Widespread illness also makes countries less productive, more dependent on outside aid, and less able to lift themselves out of poverty. One of the main reasons girls do not go to school in many parts of the developing world is that they have to spend so much time fetching water from distant wells.

I agree, clean water is a major issue and much suffering would cease with easy access to it. But… Illness alone does not make developing countries more dependent on outside aid. Tyrannical dictatorships make developing countries more dependent on outside aid. Illogical foreign aid policies by the developed world, in support of said dictatorships, makes developing countries more dependent on outside aid. The United States gives money to countries all around the world. Why aren’t they improving? Why do we see the same issues over and over?

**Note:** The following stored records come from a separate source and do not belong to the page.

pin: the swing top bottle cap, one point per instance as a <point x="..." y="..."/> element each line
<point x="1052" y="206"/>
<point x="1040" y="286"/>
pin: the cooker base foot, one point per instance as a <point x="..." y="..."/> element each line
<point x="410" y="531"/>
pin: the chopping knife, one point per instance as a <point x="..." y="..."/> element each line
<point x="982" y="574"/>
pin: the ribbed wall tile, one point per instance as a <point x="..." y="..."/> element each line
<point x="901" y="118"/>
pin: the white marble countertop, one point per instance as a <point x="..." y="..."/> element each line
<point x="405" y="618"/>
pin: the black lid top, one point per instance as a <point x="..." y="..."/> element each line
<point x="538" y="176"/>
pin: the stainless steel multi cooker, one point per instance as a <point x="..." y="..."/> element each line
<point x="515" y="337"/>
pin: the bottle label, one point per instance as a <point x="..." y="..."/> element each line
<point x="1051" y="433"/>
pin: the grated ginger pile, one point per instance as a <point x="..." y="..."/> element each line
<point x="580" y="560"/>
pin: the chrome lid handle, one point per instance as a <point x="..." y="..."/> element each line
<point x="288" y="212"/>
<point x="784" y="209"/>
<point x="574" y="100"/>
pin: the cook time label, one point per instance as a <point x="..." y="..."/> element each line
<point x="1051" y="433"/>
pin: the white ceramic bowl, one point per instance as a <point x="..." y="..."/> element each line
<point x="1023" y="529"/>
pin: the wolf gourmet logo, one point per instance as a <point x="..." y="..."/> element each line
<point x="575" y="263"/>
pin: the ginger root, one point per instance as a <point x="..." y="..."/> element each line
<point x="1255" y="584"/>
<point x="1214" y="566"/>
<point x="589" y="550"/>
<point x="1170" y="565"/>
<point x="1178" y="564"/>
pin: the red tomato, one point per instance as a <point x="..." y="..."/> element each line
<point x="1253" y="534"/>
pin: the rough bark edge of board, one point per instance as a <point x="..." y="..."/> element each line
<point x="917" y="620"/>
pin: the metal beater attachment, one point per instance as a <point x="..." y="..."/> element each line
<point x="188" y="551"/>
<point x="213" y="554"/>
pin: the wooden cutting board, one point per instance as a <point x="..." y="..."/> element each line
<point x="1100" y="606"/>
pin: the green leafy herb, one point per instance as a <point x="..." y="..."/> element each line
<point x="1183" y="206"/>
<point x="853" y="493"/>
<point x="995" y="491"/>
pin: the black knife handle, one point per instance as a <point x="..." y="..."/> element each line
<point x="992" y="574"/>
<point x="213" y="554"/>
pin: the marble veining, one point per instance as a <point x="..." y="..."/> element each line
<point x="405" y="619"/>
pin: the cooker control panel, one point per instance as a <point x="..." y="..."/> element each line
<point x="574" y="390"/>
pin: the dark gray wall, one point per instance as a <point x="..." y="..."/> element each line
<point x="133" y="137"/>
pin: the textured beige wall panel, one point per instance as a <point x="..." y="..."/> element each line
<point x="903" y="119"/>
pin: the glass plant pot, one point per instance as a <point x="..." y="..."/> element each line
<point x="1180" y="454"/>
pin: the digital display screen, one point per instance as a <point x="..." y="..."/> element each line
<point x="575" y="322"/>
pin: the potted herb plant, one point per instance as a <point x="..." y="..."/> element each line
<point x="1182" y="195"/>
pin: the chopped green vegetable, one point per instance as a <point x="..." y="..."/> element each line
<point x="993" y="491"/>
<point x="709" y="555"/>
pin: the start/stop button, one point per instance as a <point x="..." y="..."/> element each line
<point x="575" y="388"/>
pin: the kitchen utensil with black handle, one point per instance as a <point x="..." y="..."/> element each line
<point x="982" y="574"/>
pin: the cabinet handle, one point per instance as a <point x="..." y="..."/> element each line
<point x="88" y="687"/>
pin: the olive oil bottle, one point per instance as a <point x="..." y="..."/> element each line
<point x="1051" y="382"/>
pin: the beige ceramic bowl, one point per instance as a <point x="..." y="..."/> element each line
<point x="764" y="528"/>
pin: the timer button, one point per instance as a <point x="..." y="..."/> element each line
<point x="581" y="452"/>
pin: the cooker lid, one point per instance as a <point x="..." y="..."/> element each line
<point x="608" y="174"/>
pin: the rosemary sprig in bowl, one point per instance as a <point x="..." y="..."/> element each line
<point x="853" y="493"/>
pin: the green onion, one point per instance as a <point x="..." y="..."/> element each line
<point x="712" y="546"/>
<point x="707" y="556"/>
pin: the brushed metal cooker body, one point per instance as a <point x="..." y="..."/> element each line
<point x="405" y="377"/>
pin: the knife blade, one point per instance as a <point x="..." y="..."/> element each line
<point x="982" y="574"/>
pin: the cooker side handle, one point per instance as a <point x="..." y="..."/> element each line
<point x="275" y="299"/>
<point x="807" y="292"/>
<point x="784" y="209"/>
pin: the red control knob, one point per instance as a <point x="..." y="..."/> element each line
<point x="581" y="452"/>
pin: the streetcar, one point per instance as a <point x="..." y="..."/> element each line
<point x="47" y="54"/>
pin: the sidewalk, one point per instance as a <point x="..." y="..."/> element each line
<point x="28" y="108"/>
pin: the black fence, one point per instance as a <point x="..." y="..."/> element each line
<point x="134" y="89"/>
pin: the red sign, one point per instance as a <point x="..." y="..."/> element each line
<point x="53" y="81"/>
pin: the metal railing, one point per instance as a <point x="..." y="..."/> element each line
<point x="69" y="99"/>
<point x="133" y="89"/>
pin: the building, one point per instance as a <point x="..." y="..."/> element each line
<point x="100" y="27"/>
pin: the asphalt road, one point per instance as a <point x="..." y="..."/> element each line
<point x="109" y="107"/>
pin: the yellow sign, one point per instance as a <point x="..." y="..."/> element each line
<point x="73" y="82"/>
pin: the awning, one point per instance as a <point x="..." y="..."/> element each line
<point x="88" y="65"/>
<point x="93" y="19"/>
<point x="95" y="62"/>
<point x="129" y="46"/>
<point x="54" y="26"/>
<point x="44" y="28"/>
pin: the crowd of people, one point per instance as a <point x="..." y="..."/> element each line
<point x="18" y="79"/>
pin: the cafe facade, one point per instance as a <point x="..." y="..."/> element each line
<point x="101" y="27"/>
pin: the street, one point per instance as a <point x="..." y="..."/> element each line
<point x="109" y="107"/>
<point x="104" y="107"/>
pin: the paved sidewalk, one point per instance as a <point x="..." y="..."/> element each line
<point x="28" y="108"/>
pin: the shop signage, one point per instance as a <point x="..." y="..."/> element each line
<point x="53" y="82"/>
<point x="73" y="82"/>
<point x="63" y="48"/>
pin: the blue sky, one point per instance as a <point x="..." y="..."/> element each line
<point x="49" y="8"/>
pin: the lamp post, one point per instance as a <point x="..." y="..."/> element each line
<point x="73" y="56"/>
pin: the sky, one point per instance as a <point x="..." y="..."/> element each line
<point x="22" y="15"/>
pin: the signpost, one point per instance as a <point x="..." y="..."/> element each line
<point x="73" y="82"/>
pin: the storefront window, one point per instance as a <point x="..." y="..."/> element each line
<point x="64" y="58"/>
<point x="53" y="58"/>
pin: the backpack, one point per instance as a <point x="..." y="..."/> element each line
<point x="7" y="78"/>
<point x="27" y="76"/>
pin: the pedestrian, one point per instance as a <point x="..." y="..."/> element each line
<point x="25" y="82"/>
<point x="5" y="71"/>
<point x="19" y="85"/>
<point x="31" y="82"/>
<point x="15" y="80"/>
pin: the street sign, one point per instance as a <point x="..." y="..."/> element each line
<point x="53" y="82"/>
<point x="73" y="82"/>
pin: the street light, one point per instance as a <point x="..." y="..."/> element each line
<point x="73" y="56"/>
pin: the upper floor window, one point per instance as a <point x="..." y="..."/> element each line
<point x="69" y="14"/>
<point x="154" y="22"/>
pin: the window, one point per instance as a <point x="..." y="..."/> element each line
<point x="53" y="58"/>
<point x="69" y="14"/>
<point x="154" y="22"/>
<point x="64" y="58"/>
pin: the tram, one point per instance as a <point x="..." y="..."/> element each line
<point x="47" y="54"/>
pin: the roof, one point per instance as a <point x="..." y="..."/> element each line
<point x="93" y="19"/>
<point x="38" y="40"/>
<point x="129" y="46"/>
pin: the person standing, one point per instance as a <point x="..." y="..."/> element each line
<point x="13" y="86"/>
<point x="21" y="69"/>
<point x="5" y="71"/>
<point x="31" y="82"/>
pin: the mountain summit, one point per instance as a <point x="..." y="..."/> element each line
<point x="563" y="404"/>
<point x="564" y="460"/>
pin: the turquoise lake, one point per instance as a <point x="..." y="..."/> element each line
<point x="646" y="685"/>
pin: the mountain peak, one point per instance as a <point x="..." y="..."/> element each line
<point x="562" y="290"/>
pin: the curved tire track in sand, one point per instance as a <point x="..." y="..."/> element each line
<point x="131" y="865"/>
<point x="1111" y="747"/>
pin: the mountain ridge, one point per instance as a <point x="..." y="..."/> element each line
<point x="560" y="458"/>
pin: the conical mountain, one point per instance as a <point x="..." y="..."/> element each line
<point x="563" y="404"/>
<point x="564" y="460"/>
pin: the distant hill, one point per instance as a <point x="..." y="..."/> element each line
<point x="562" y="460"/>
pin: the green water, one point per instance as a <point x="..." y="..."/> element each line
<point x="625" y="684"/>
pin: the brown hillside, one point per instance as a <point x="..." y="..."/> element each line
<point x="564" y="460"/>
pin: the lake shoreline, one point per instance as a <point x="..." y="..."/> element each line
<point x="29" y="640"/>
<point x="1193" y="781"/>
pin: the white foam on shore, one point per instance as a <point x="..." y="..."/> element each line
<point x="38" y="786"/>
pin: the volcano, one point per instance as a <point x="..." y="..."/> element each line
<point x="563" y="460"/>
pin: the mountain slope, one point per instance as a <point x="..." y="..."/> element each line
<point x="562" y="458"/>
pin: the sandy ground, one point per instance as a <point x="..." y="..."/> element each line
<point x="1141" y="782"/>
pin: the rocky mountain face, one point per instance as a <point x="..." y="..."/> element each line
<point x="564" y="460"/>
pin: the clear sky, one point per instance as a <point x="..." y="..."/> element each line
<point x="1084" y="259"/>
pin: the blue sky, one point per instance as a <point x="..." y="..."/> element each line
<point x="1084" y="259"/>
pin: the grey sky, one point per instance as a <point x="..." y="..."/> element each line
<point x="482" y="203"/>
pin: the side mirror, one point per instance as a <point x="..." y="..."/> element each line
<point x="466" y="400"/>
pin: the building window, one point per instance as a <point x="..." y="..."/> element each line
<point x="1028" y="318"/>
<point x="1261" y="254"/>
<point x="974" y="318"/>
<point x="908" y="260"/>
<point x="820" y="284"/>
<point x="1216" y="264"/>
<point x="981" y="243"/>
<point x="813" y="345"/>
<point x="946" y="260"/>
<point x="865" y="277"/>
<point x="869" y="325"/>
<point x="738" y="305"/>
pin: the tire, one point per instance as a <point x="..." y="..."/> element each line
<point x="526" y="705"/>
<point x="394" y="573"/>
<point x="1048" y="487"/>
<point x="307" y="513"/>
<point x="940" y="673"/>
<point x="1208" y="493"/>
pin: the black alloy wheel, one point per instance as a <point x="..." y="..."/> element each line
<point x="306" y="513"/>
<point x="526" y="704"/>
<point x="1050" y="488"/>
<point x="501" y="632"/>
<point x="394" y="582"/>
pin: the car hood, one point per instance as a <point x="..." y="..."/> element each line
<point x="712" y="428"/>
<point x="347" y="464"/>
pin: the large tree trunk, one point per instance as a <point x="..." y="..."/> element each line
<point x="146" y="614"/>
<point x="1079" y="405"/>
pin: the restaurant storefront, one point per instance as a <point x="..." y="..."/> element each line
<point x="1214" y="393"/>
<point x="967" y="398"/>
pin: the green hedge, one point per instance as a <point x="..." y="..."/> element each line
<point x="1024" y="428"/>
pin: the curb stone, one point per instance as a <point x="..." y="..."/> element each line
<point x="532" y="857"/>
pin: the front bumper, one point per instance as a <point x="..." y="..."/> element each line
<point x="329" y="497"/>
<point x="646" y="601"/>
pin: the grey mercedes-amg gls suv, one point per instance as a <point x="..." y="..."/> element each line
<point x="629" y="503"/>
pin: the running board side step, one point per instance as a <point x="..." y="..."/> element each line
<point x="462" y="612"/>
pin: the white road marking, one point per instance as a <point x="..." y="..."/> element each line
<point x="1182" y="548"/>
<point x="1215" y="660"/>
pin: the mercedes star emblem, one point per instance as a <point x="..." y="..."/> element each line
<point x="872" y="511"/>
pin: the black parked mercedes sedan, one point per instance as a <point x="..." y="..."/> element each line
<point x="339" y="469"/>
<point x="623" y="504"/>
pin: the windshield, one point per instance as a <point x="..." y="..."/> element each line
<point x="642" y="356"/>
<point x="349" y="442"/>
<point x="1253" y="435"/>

And yet, the author continues with this:

Clean water could be provided to everyone on earth for an outlay of $1.7 billion a year beyond current spending on water projects, according to the International Water Management Institute. Improving sanitation, which is just as important, would cost a further $9.3 billion per year. This is less than a quarter of global annual spending on bottled water.

What if, just maybe, the incompetent, willfully negligent governments in developing countries misappropriate those additional funds. What then? Perhaps the palaces of Iraq could possibly verify such a radical theory. Regardless, as long as there are non-caring, bottled-water guzzling fashionistas, I’m glad that there are people smart enough to remind me that throwing more money at the problem is the answer. Brilliant!